Six mois plus tard, mi-septembre, la marine sri-lankaise arrête à son tour un chalutier au large de l'ancienne Ceylan. A son bord, 90 personnes qui voyageaient illégalement avec pour projet de se rendre à la Réunion. L'hypothèse d'une migration organisée vers ce confetti français à l'autre bout de l'océan allait alors prendre forme. En octobre, c'est un bateau de pêche transportant huit ressortissants sri-lankais qui arrive jusqu'à l'île. Début décembre, le Wasana 1 est raccompagné par la gendarmerie maritime avec 62 passagers sri-lankais, dont sept femmes et une dizaine d'enfants de 4 à 12 ans, et le lendemain de Noël, c'est un bateau de pêche, le Roshan, qui débarque sept autres ressortissants. Le doute n'est plus permis : une nouvelle route migratoire, improbable, s'est donc ouverte entre les deux îles en moins d'un an.

A la Réunion, ces arrivées divisent la population. Il faut dire que cela fait belle lurette qu’elle n’est plus une terre d’asile : en 2017, elle n’a reçu qu’une dizaine de demandes, selon l’Office français de protection des réfugiés et apatrides (Ofpra). Dans un contexte économique et social difficile, une partie des habitants voit d’un mauvais œil ces nouveaux venus. Avant les fêtes de fin d’année, un torrent désapprobateur, voire nauséabond, s’est déversé sur les réseaux sociaux et dans les émissions radio de libre parole.

Irrégularités

Mais dans le même temps, le milieu associatif se mobilise et un élan de solidarité se met en place, notamment par le biais des associations culturelles tamoules. Solidarité 974, collectif d’aide aux plus démunis, va être autorisée à porter secours aux migrants cantonnés en zone d’attente. Côté autorités, on est bien décidé à ne pas laisser la porte s’entrouvrir plus loin que la zone de rétention administrative. D’ailleurs, les huit migrants arrivés en octobre seront rapidement reconduits au Sri Lanka, dans des conditions rocambolesques : après avoir embarqué pour Maurice, ils doivent revenir à la Réunion pour être redirigés via Paris vers leur île natale.

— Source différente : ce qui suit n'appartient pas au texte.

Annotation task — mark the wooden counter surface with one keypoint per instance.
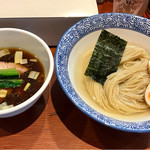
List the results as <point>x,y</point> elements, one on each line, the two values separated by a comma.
<point>55,123</point>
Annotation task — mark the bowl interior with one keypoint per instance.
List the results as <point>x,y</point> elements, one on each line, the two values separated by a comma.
<point>81,37</point>
<point>18,38</point>
<point>25,40</point>
<point>76,70</point>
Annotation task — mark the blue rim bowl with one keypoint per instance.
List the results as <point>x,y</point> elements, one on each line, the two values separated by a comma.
<point>69,40</point>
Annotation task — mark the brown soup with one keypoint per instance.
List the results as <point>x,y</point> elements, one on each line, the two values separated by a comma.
<point>17,95</point>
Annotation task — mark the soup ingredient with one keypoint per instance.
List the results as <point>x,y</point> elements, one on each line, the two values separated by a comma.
<point>18,57</point>
<point>9,73</point>
<point>124,90</point>
<point>10,83</point>
<point>3,93</point>
<point>20,68</point>
<point>24,61</point>
<point>17,95</point>
<point>27,86</point>
<point>4,52</point>
<point>106,56</point>
<point>33,75</point>
<point>147,95</point>
<point>33,60</point>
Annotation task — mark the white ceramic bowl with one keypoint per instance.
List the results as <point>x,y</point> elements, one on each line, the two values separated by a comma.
<point>12,37</point>
<point>83,36</point>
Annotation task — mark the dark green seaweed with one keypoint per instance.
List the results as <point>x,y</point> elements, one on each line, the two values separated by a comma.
<point>106,56</point>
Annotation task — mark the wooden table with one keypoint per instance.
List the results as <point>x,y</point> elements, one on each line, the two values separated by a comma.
<point>55,123</point>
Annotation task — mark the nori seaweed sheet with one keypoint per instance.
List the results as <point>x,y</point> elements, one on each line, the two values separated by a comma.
<point>106,56</point>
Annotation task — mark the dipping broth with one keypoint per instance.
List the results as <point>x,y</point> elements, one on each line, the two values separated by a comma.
<point>29,86</point>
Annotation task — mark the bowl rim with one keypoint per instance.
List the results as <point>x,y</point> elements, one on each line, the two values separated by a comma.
<point>138,127</point>
<point>33,99</point>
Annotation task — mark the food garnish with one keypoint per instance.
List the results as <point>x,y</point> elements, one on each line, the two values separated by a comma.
<point>106,56</point>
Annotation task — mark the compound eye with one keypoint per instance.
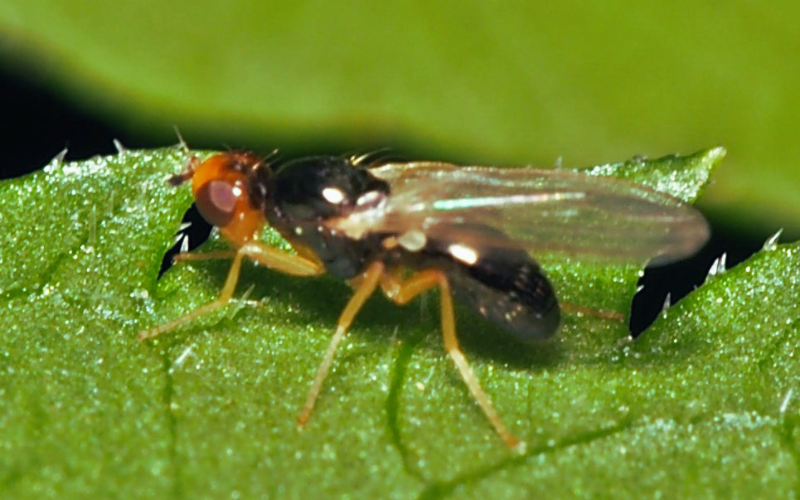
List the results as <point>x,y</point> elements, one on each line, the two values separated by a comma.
<point>217,200</point>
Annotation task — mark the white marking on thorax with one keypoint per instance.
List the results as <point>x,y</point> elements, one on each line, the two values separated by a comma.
<point>333,195</point>
<point>413,240</point>
<point>464,253</point>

La précipitation avec laquelle la police aux frontières et la préfecture ont mis en œuvre les expulsions inquiète fortement la Cimade, qui s'émeut d'une éventuelle violation du principe de non-refoulement des demandeurs d'asile. «Enfermer plutôt que protéger semble être la devise des autorités», dénonce l'antenne locale de l'association d'aide aux migrants, qui s'interroge : «Les personnes ont-elles été informées de leurs droits ? Ont-elles été en mesure de déposer une demande ?» De fait, un collectif d'avocats qui défend les 62 passagers du Wasana 1 pointe les irrégularités de procédure devant le tribunal correctionnel de Saint-Denis. Le 19 décembre, le juge des libertés et de la détention leur a donné raison : exit le confinement en zone d'attente, les migrants sont désormais libres de leurs mouvements en attendant l'instruction de leur demande d'asile.

En toute hâte, la Croix-Rouge est missionnée pour ouvrir ce qui va devenir le premier centre d'hébergement d'urgence pour demandeurs d'asile à la Réunion. «Il a fallu s'organiser très vite avant Noël pour les accueillir dignement et les accompagner», se souvient la déléguée territoriale de la Croix-rouge française, Sandrine Noah.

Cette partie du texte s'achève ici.